Na 208ª SOJ, o julgamento do processo foi adiado a pedido do Presidente
Alexandre Cordeiro Macedo.
O Presidente Alexandre Cordeiro Macedo apresentou voto-vista divergindo
pelo arquivamento do processo apenas em relação aos representados Denso do Brasil
Ltda., Denso Sistemas Térmicos do Brasil Ltda, Carlo Chiarle, Hélida Duarte e Paulo
Ninomiya por entender que não há nos autos provas suficientes para comprovar a
participação nas condutas. A Conselheira Lenisa Prado acompanhou o voto-vista do
Presidente do Cade. O Conselheiro Luis Braido acompanhou o Conselheiro-Relator. O
Conselheiro Luiz Hoffmann, o Conselheiro Gustavo Augusto e o Conselheiro Vitor Oliveira
Fernandes também acompanharam o voto do Presidente do Cade.
Decisão: 
O 
Plenário, 
por 
maioria, 
determinou 
o 
arquivamento 
dos
Representados Denso do Brasil Ltda e Denso Sistemas Térmicos do Brasil Ltda, nos termos
do voto do Presidente do Cade. Vencido o Conselheiro-Relator e o Conselheiro Luis Braido.
O Plenário, por unanimidade, determinou o arquivamento do processo em relação a Carlo
Chiarle, Hélida Duarte, e Paulo Ninomiya, nos termos do voto Presidente do Cade. O
Plenário, por unanimidade, determinou o arquivamento do processo pela extinção da
punibilidade em relação a Mário Tano em razão de seu falecimento; determinou o
arquivamento do processo em relação a Valeo S.A., Valeo Sistemas Automotivos Ltda.,
Valeo Sistemas Automotivos Ltda. - Divisão Climatização, Valeo Sistemas Automotivos Ltda.
- Divisão Sistemas Modulares, Valeo Sistemas Automotivos Ltda. - Divisão Térmicos Motor,
Valeo Sistemas Automotivos Ltda. - Divisão Valeo Service, Adriana Bueno de Camargo
Motta, Christophe Michel, Emy Yanagizawa, Fernando Bottura, Manoel Feitosa Alencar
Júnior, Omar Cecchini Said, Pierre Alain Yves Le Marie D'Archemont, Rafael Galperin,
Reginaldo Pereira Hermógenes, Renato Luís Barbi, Samuel Barletta, Sérgio Gonsalez
Noriega e Yuri Daniel Pereira da Motta, pelo cumprimento integral do Acordo de
Leniência; bem como determinou o arquivamento do processo em relação a Mahle Behr
Gerenciamento Térmico Brasil Ltda. (Behr Brasil Ltda.), Adalberto Penachio, Carlos Murillo,
Max Forte, Roberto dal Medico, Sílvio Taboas, Modine do Brasil Sistemas Térmicos Ltda.,
Paulo Benedito Arroyo, Renato Vilches e Scott Lee Browser, diante do cumprimento
integral das obrigações assumidas nos respectivos termos de compromisso de cessação de
conduta, nos termos do voto do Conselheiro-Relator.
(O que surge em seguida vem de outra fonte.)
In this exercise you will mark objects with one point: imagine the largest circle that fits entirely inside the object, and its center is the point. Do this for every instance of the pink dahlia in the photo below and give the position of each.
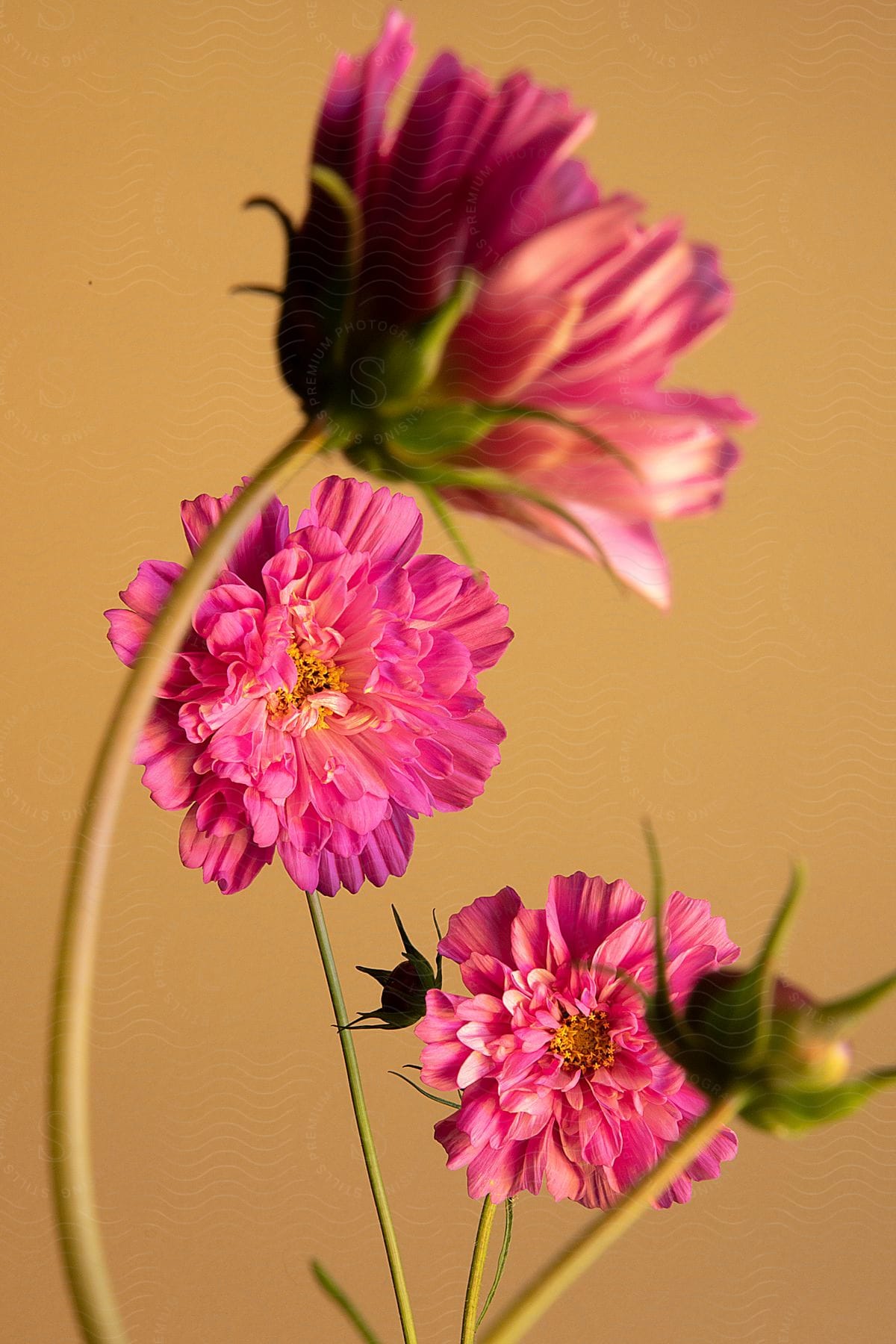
(561, 1078)
(467, 258)
(327, 695)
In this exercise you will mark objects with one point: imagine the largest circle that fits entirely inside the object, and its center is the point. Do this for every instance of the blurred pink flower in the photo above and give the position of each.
(561, 1078)
(327, 694)
(578, 309)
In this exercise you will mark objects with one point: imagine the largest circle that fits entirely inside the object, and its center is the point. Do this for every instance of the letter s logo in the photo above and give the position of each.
(363, 378)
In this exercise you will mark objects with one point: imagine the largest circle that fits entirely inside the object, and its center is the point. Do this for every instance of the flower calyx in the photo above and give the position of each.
(754, 1033)
(405, 987)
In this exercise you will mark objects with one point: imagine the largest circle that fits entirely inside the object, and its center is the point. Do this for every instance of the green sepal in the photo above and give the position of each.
(417, 440)
(405, 987)
(795, 1112)
(413, 361)
(337, 299)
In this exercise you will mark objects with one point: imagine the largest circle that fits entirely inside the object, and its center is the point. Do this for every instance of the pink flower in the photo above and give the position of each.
(561, 1077)
(578, 312)
(327, 695)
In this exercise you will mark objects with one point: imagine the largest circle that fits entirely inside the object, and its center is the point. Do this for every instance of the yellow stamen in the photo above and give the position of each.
(585, 1042)
(314, 675)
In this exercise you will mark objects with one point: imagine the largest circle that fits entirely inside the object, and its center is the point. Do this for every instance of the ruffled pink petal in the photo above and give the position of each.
(482, 927)
(583, 912)
(265, 535)
(352, 119)
(383, 526)
(462, 604)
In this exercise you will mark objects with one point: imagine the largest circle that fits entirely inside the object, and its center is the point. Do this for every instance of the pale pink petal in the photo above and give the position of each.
(583, 912)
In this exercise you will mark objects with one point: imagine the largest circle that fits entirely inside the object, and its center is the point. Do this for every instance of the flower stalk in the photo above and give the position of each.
(69, 1101)
(535, 1300)
(477, 1270)
(361, 1119)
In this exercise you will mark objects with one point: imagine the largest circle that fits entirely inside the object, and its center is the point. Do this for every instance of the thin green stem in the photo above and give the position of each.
(69, 1101)
(361, 1119)
(503, 1258)
(477, 1270)
(585, 1250)
(344, 1303)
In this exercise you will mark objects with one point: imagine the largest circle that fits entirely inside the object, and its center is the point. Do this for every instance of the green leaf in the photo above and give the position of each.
(344, 1303)
(783, 918)
(503, 1256)
(452, 1105)
(417, 959)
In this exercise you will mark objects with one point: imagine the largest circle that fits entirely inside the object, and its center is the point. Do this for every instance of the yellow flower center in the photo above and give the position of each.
(314, 675)
(585, 1042)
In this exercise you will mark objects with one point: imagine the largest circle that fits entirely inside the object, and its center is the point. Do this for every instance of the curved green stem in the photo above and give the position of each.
(503, 1260)
(69, 1102)
(477, 1269)
(361, 1119)
(585, 1250)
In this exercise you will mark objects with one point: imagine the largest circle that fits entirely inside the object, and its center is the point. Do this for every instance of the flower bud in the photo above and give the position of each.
(751, 1031)
(405, 988)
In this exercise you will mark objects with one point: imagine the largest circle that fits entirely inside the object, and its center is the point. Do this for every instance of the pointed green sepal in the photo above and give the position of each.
(413, 361)
(797, 1112)
(336, 300)
(405, 987)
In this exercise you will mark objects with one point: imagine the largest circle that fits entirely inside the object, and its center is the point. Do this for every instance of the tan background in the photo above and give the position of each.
(758, 721)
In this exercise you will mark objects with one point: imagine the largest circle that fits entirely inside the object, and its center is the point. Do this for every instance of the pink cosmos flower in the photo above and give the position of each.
(327, 695)
(578, 314)
(561, 1078)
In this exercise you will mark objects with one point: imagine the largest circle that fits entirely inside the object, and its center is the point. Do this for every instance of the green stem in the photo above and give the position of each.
(69, 1101)
(344, 1303)
(585, 1250)
(477, 1270)
(361, 1119)
(503, 1258)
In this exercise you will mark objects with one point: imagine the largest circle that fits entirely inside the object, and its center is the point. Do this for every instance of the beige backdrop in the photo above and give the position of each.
(755, 722)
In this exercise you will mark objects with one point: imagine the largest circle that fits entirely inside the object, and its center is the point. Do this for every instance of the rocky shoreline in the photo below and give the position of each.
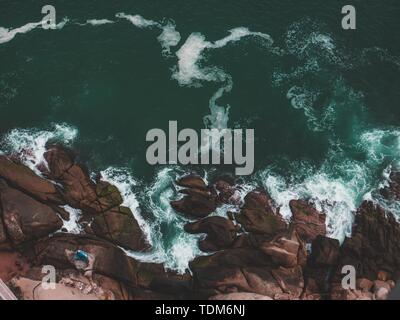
(253, 254)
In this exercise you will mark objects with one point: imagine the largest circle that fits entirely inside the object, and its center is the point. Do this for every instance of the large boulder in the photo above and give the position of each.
(120, 227)
(221, 233)
(392, 190)
(109, 259)
(325, 251)
(244, 270)
(374, 245)
(226, 191)
(321, 264)
(308, 222)
(240, 296)
(3, 235)
(258, 215)
(24, 217)
(286, 251)
(24, 179)
(198, 201)
(79, 191)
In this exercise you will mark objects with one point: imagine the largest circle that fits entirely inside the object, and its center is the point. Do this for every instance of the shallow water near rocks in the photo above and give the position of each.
(323, 101)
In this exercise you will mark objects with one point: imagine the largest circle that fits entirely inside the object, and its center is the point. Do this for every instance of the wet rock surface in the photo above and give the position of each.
(253, 253)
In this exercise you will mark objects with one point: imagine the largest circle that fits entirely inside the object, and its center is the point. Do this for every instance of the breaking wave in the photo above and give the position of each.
(30, 144)
(190, 72)
(7, 35)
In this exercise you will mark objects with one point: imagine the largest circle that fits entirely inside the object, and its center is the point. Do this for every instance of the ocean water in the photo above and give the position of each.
(324, 102)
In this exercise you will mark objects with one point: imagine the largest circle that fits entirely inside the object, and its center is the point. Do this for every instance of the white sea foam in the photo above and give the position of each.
(30, 144)
(7, 35)
(176, 247)
(381, 144)
(171, 245)
(72, 225)
(125, 182)
(98, 22)
(191, 72)
(169, 37)
(336, 196)
(138, 20)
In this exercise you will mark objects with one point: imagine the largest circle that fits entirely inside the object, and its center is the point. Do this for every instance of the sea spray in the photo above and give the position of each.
(190, 72)
(7, 35)
(125, 182)
(30, 144)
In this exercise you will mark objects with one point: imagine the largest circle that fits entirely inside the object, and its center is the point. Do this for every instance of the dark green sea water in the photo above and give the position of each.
(324, 102)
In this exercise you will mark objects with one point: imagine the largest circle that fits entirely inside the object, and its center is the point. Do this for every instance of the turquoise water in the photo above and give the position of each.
(324, 102)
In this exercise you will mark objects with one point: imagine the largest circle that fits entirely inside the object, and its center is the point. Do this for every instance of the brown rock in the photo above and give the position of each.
(374, 244)
(220, 232)
(364, 284)
(240, 296)
(392, 191)
(197, 203)
(325, 251)
(24, 217)
(109, 260)
(226, 191)
(23, 178)
(258, 216)
(283, 251)
(383, 275)
(120, 227)
(308, 222)
(79, 191)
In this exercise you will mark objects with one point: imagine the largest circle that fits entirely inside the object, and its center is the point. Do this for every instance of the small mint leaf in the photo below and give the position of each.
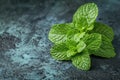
(85, 16)
(82, 61)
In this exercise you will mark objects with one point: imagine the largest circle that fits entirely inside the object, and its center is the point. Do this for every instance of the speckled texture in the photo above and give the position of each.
(24, 44)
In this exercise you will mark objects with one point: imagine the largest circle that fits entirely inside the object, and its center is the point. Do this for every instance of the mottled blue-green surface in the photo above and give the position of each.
(24, 44)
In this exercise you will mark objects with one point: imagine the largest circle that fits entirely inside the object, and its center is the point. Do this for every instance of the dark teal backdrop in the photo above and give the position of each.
(24, 44)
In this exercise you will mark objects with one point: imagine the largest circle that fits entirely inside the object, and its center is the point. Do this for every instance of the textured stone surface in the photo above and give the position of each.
(24, 44)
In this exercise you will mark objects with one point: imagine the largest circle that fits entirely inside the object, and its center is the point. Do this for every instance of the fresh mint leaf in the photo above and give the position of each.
(83, 37)
(104, 30)
(106, 49)
(85, 16)
(78, 36)
(93, 41)
(81, 46)
(59, 52)
(71, 53)
(58, 32)
(82, 61)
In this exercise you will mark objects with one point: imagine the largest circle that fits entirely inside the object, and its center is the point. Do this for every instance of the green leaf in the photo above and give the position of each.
(71, 44)
(71, 53)
(59, 52)
(81, 46)
(106, 49)
(78, 36)
(85, 16)
(104, 30)
(93, 41)
(82, 61)
(58, 32)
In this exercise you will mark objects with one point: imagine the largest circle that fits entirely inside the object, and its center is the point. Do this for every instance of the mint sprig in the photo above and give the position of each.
(77, 40)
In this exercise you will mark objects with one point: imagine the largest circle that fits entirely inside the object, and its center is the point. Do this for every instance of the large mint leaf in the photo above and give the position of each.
(85, 16)
(58, 32)
(81, 46)
(71, 53)
(59, 52)
(78, 36)
(82, 61)
(93, 41)
(103, 29)
(106, 49)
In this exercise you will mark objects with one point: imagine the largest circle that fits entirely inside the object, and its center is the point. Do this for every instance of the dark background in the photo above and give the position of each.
(24, 44)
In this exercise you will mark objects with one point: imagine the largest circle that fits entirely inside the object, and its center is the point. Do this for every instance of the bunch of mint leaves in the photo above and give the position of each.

O Plenário, por unanimidade,
determinou, ainda, a expedição de ofício com cópia da presente decisão ao Ministério
Público Federal no Estado de São Paulo, nos termos do parecer do Ministério Público
Federal junto ao Cade; bem como pela remessa da decisão a potenciais interessados e aos
clientes identificados ao longo da investigação que foram afetados pela conduta
anticompetitiva, para
que, querendo,
exerçam o
direito de
reparação a
que,
eventualmente, tenham direito, nos termos do voto do Conselheiro-Relator.
3. Processo Administrativo nº 08700.000269/2018-48
Representante: Poder Judiciário - 16ª Vara da Justiça Federal no Ceará.
Representadas: Brito Construções Ltda., CAENGE - Cariri Engenharia Ltda.,
Construtora ASP Ltda., Construtora e Empreendimentos São Bento Ltda., Construtora J.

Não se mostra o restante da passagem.